Photo credit: Preethi B. Harbuck
The state's caves aren't limited to the Shenandoah Valley. Not really. Dixie Caverns is one block from Roanoke. Here, rock formations such as Turkey Wing, Magic Mirror and Wedding Bell will bend children's minds as they ponder how and why each formation got its name. Make it a weekend with a stay at the campsite on site.
Virginia is bustling with the historic attractions that bring American history to life, from former homes of presidents, such as Montpelier and Monticello, to sites once called home by Virginia's original settlers who braved the journey to America in 1606.
Photo credit: Large orange frame
At Montpelier, many of the outbuildings are closed, but you can sign up for a guided tour on weekends to learn about the life and times of James and Dolley Madison. Meanwhile, Monticello is open, but you'll want to buy tickets well in advance due to the reduced daily capacity.

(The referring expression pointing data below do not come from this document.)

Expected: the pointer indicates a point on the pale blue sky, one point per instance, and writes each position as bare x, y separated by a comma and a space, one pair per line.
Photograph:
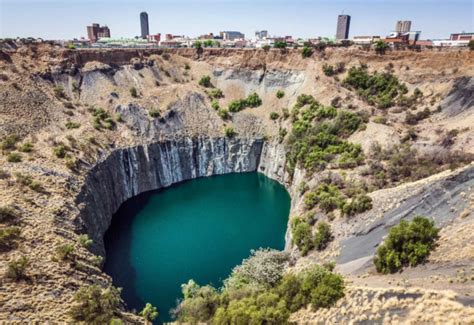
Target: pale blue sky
66, 19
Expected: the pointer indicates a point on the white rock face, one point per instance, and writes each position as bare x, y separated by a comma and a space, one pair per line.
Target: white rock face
128, 172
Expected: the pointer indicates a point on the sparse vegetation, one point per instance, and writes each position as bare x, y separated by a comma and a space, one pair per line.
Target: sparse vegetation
14, 157
257, 292
306, 52
95, 305
133, 92
408, 243
16, 269
229, 132
85, 241
8, 214
154, 112
65, 252
205, 81
9, 237
315, 145
26, 147
149, 313
59, 92
323, 236
252, 100
72, 125
9, 142
379, 89
380, 47
215, 93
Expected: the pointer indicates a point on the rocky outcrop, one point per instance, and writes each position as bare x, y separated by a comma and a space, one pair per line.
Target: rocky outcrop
128, 172
461, 97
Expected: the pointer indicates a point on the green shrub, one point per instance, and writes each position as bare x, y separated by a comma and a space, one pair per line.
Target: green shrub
328, 70
133, 92
306, 52
59, 92
322, 236
223, 113
205, 81
8, 214
237, 105
358, 204
274, 115
215, 93
26, 147
251, 304
408, 243
154, 112
94, 305
9, 237
280, 45
215, 105
379, 89
301, 235
9, 142
14, 157
253, 100
149, 313
380, 47
72, 125
328, 291
65, 252
85, 241
229, 132
60, 151
16, 269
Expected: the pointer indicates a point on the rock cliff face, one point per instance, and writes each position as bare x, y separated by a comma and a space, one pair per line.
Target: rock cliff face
128, 172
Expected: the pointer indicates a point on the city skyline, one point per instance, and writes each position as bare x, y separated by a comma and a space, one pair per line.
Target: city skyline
299, 18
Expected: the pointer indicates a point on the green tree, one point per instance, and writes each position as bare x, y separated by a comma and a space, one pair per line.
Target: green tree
95, 305
322, 236
306, 52
280, 94
408, 243
16, 269
149, 313
205, 81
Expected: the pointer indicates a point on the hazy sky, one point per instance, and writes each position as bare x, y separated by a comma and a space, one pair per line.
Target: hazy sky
66, 19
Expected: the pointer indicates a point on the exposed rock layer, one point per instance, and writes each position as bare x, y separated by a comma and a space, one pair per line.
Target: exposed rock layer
128, 172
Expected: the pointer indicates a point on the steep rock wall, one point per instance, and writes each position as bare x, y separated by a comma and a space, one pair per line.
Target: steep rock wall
128, 172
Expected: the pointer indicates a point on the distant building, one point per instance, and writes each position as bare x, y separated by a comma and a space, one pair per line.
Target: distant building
403, 26
361, 40
96, 31
231, 35
261, 34
462, 37
144, 25
154, 38
343, 25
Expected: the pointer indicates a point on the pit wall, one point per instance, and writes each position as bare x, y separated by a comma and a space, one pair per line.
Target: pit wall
128, 172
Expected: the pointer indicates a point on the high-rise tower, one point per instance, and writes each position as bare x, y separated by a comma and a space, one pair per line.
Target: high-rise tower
343, 24
144, 24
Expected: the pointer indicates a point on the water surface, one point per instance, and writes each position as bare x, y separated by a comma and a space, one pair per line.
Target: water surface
198, 229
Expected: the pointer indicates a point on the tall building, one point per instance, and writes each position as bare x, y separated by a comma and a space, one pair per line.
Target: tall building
96, 31
231, 35
343, 25
144, 25
403, 26
261, 34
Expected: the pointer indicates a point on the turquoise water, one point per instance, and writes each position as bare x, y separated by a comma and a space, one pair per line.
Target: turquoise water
198, 229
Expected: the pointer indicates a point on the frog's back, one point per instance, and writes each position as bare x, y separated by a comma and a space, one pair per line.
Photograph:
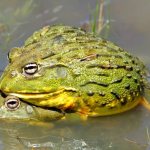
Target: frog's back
100, 73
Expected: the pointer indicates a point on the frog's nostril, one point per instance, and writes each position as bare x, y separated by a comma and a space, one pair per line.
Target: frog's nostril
3, 94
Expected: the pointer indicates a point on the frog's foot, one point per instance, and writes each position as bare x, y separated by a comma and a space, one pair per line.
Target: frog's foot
145, 103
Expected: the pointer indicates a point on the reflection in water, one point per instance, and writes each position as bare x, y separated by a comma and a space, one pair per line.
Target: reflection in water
93, 134
103, 133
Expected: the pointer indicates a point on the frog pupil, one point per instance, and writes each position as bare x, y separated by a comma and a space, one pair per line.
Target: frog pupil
31, 68
12, 104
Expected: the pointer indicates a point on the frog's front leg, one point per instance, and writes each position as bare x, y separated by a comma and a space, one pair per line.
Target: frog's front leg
145, 103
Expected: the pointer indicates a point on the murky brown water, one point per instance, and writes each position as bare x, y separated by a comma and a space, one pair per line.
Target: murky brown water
129, 28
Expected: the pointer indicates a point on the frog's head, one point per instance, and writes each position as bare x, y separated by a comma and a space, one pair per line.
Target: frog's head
31, 73
13, 108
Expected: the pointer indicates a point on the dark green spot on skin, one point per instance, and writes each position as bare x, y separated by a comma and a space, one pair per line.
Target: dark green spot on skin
129, 68
129, 76
101, 94
135, 80
58, 39
97, 83
124, 102
127, 86
115, 94
117, 80
90, 93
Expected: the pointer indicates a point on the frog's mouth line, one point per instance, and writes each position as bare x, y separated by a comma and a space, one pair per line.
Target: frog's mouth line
31, 95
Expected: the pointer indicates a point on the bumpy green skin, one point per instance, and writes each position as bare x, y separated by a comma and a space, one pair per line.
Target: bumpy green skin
99, 77
26, 112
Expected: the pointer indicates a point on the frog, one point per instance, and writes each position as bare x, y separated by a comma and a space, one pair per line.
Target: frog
13, 109
72, 70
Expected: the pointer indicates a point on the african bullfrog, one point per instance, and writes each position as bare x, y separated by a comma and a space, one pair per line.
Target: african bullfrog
69, 69
13, 108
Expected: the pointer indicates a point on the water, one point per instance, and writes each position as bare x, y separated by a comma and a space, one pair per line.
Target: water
129, 27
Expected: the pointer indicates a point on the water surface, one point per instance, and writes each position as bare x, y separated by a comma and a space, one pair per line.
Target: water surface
129, 27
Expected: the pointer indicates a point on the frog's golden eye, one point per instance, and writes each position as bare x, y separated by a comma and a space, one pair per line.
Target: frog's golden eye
30, 68
12, 103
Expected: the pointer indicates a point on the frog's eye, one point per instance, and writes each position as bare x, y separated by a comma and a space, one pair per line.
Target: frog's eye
30, 68
12, 103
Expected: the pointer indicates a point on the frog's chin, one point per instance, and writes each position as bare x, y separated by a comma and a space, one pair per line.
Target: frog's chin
35, 95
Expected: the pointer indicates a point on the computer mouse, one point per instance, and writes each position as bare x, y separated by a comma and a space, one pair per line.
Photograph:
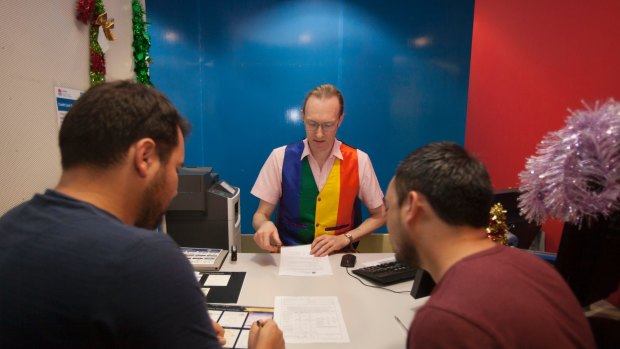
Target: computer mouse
348, 260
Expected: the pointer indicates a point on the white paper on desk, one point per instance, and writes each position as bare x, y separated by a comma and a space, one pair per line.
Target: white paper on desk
310, 319
297, 261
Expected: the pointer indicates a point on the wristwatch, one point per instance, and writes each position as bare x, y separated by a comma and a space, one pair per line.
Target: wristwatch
350, 237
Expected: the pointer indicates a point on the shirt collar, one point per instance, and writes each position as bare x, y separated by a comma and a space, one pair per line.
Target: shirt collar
335, 149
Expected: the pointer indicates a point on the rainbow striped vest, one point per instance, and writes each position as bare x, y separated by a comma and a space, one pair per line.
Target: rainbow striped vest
306, 213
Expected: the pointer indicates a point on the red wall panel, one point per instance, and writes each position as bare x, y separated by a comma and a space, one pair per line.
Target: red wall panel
531, 61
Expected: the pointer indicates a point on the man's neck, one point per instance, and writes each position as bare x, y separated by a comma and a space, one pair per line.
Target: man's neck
451, 247
321, 156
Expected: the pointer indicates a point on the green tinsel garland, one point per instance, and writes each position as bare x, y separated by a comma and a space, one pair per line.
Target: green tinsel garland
141, 44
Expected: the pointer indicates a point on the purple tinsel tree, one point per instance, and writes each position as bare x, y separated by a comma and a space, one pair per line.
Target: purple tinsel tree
575, 174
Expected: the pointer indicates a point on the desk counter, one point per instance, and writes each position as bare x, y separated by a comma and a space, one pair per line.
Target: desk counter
369, 313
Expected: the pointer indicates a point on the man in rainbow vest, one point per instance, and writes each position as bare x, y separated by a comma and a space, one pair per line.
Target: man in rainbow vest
315, 182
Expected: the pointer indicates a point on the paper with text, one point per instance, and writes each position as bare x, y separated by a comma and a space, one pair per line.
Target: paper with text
310, 320
297, 261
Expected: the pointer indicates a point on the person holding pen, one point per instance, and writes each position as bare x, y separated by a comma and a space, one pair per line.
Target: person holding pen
81, 265
315, 183
486, 295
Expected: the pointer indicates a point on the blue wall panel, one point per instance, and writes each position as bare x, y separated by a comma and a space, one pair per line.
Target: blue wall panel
239, 70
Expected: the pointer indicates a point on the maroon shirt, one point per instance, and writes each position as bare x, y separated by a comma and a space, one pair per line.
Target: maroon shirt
501, 298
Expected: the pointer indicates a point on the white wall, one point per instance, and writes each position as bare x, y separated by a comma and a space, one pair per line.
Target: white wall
43, 45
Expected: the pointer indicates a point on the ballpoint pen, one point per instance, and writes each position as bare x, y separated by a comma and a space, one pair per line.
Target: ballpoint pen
401, 323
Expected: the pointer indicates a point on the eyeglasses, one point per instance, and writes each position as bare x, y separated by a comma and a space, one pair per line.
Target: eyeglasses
326, 126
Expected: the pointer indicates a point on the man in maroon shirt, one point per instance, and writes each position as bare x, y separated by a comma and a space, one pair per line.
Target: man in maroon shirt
487, 295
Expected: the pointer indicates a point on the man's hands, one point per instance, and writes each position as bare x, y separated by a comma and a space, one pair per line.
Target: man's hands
325, 245
267, 237
265, 334
219, 332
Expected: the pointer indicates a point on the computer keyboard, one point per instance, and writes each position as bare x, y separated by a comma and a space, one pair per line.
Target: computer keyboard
386, 273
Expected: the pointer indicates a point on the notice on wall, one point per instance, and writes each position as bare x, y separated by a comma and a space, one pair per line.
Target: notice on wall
65, 97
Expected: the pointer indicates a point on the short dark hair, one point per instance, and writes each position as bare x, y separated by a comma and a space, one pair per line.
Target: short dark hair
323, 92
106, 120
455, 183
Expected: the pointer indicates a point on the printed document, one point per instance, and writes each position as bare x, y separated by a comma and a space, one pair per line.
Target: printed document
310, 320
297, 261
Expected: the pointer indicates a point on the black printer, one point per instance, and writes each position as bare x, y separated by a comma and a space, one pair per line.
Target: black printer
205, 212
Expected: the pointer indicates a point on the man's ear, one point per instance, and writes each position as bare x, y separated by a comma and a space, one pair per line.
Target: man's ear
411, 206
146, 156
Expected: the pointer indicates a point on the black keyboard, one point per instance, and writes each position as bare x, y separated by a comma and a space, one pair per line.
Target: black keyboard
386, 273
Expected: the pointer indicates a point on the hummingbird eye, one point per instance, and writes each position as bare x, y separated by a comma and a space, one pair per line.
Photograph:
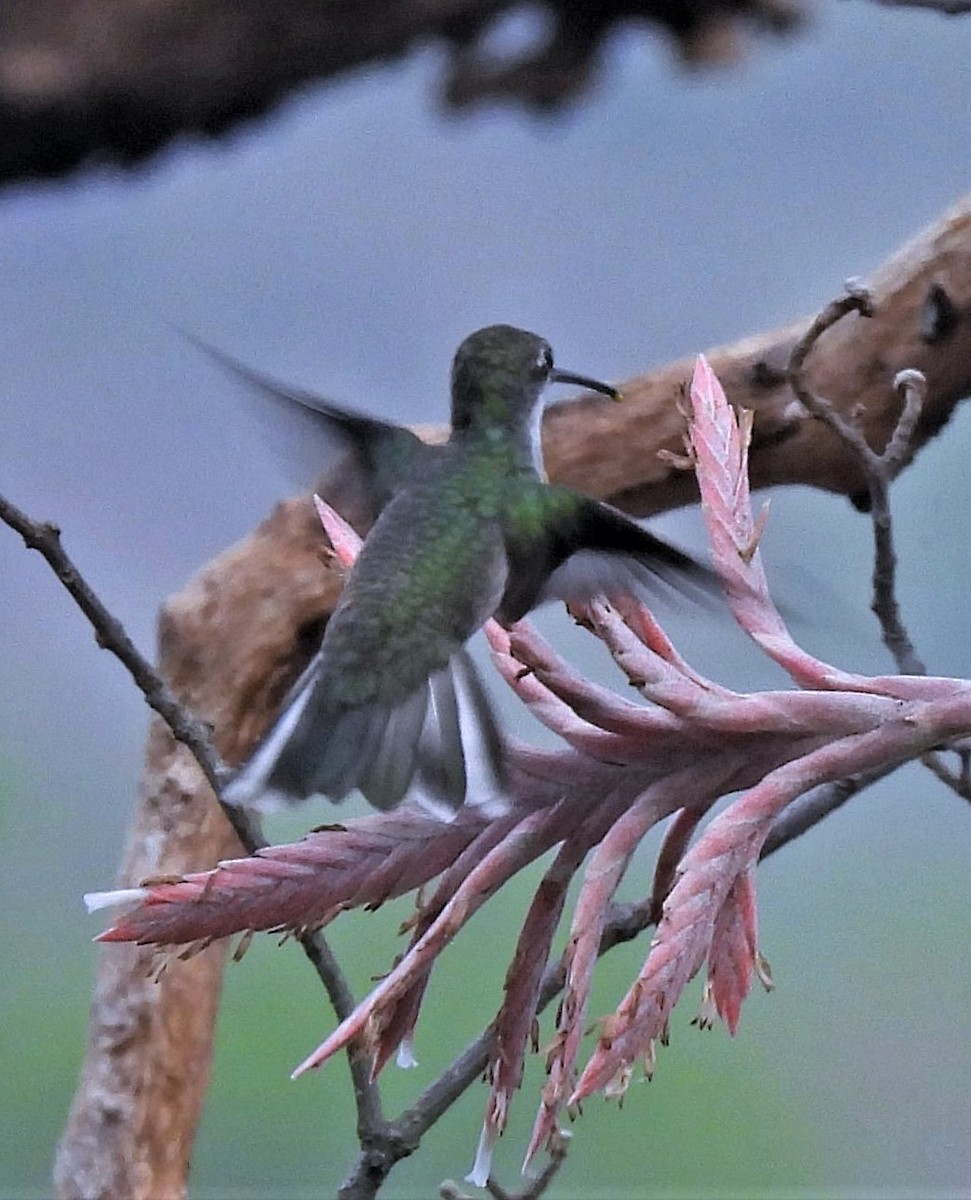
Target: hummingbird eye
544, 364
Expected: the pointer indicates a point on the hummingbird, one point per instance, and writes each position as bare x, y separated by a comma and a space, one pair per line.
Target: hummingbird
390, 705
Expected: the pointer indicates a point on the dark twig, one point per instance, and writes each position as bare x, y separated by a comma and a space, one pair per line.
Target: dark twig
557, 1147
109, 635
815, 805
879, 468
196, 736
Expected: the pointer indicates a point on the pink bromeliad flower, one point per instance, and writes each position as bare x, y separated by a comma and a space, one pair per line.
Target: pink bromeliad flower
624, 768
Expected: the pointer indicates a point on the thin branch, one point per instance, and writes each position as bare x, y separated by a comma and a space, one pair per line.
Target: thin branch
196, 736
879, 468
109, 634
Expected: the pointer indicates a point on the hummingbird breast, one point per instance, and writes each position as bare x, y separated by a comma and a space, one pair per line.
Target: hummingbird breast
431, 573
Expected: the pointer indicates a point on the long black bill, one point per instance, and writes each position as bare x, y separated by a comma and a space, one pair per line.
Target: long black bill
557, 376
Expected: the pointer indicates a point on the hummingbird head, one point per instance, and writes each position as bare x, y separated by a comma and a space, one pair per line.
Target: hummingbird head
498, 375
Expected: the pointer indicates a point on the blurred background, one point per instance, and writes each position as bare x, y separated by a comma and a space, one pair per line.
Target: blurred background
346, 243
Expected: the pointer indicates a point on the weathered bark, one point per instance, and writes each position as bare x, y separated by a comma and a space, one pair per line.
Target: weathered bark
237, 636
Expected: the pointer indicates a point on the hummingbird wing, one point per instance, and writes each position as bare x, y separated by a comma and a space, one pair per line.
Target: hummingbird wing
586, 547
417, 747
306, 430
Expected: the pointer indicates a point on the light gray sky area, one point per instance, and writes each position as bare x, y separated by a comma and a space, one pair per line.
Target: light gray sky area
347, 244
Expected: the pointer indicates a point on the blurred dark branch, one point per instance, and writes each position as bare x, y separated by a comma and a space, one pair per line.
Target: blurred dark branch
112, 81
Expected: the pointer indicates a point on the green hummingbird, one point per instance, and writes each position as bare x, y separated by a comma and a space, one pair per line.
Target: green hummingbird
390, 703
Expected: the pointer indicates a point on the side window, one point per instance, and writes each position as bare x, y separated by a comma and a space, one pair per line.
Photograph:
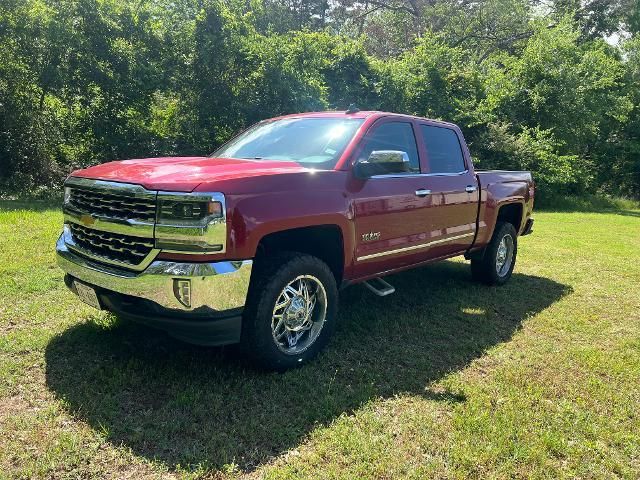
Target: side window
392, 136
443, 149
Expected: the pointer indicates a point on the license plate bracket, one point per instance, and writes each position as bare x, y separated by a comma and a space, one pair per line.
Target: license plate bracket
87, 294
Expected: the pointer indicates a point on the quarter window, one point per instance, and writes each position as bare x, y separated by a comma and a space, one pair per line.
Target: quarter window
443, 149
392, 136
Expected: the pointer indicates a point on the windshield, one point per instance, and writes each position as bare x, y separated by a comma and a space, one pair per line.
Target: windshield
311, 142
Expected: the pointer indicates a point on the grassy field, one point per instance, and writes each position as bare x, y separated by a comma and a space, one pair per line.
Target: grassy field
444, 379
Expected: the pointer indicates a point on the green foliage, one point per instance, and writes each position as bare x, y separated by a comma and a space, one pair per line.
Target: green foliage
86, 81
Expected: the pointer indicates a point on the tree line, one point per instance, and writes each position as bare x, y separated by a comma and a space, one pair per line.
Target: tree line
532, 83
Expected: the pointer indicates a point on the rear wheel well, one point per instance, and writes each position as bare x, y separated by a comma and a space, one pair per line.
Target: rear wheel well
511, 213
323, 241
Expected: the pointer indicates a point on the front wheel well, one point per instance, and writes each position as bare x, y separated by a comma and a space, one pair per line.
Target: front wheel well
511, 213
322, 241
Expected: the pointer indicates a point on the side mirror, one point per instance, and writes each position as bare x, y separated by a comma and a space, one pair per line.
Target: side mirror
383, 162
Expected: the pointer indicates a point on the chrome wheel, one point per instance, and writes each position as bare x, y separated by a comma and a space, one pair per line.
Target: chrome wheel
504, 255
299, 314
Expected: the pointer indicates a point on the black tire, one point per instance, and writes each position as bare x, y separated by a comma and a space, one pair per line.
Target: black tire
270, 276
484, 267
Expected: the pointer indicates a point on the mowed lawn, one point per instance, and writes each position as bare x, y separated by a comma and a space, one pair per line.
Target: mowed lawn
444, 379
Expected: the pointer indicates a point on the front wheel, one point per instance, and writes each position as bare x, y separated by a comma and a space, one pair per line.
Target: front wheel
291, 311
495, 265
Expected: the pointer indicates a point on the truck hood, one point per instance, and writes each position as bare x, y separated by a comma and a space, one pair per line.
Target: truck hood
184, 174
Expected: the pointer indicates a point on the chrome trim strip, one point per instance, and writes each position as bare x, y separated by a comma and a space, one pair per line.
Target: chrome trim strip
408, 175
216, 286
414, 247
111, 187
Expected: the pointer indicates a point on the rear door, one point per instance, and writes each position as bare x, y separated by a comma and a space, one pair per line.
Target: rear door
453, 189
389, 211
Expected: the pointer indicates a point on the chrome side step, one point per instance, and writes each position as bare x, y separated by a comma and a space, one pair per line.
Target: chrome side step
379, 287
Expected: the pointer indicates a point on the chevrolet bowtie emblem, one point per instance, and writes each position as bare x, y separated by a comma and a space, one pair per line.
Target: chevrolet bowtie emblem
87, 220
371, 236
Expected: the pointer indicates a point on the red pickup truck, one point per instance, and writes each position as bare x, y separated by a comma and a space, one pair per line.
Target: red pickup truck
253, 243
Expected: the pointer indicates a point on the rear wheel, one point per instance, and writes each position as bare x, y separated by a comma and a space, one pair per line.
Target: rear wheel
495, 265
291, 311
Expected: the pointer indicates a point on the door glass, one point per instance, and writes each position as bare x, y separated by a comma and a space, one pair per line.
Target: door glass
392, 136
443, 150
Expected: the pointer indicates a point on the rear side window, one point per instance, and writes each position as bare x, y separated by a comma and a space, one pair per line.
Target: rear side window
443, 150
392, 136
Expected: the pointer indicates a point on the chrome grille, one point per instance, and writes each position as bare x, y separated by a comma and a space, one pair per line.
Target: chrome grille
111, 246
113, 205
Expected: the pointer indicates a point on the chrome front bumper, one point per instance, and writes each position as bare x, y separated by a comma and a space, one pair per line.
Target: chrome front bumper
216, 287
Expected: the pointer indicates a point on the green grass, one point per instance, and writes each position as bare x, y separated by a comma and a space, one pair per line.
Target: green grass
444, 379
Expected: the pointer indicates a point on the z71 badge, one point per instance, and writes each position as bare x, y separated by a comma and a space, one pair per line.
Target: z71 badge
371, 236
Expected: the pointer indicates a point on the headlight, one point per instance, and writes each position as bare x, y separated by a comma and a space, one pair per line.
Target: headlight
191, 223
186, 212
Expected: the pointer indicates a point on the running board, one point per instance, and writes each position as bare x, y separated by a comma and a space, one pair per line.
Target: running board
382, 288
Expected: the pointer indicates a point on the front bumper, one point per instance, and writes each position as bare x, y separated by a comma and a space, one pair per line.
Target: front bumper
217, 293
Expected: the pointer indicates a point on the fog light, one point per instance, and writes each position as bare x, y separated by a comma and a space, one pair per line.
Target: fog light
182, 291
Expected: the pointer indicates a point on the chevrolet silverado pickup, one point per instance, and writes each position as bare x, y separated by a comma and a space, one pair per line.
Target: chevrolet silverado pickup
252, 244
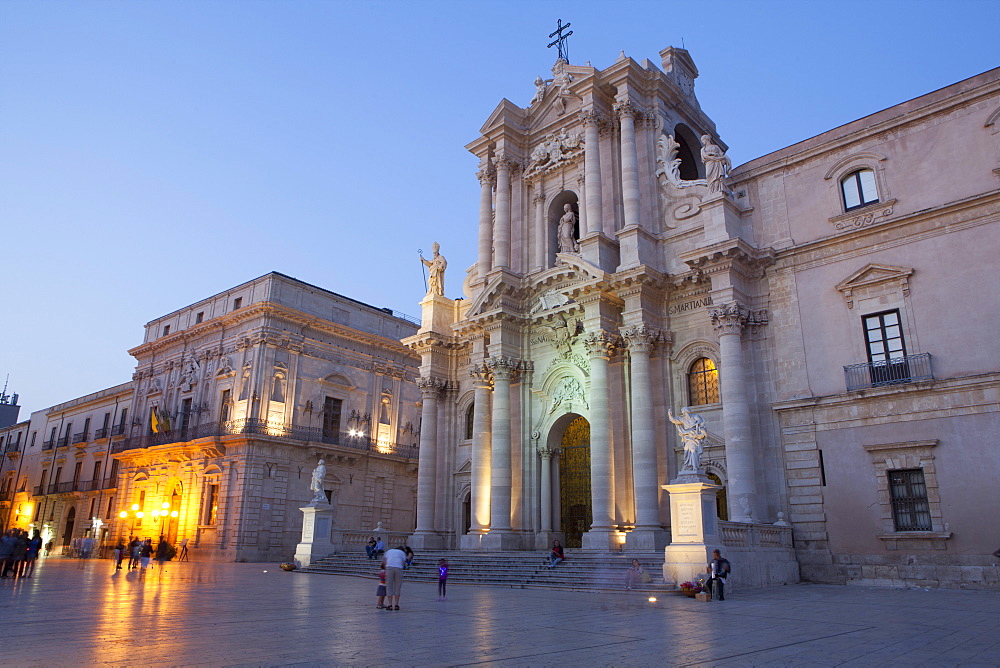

Even self-guided tours must be pre-purchased if you want to learn all about our third president, Thomas Jefferson.
For military history, you can explore Civil War battlefields such as Fredericksburg & Spotsylvania National Military Park and Richmond National Battlefield Park. Take a self-drive tour or hike hiking trails that crisscross battlefields, such as the 5.5-mile First Battle of Manassas Trail in Manassas National Battlefield Park. Kiddos can explore field artillery and historical monuments such as Matthews Hill, where Union troops fought.
Photo Credit: Bill Crabtree Jr.
Watch the recreations of the three ships at Jamestown Settlement – Susan Constant, Godspeed and Discovery – who brought the first settlers from England to America. The largest of the three ships, Susan Constant, is open to visitors to climb aboard to learn about the construction of each ship and the challenging marine life.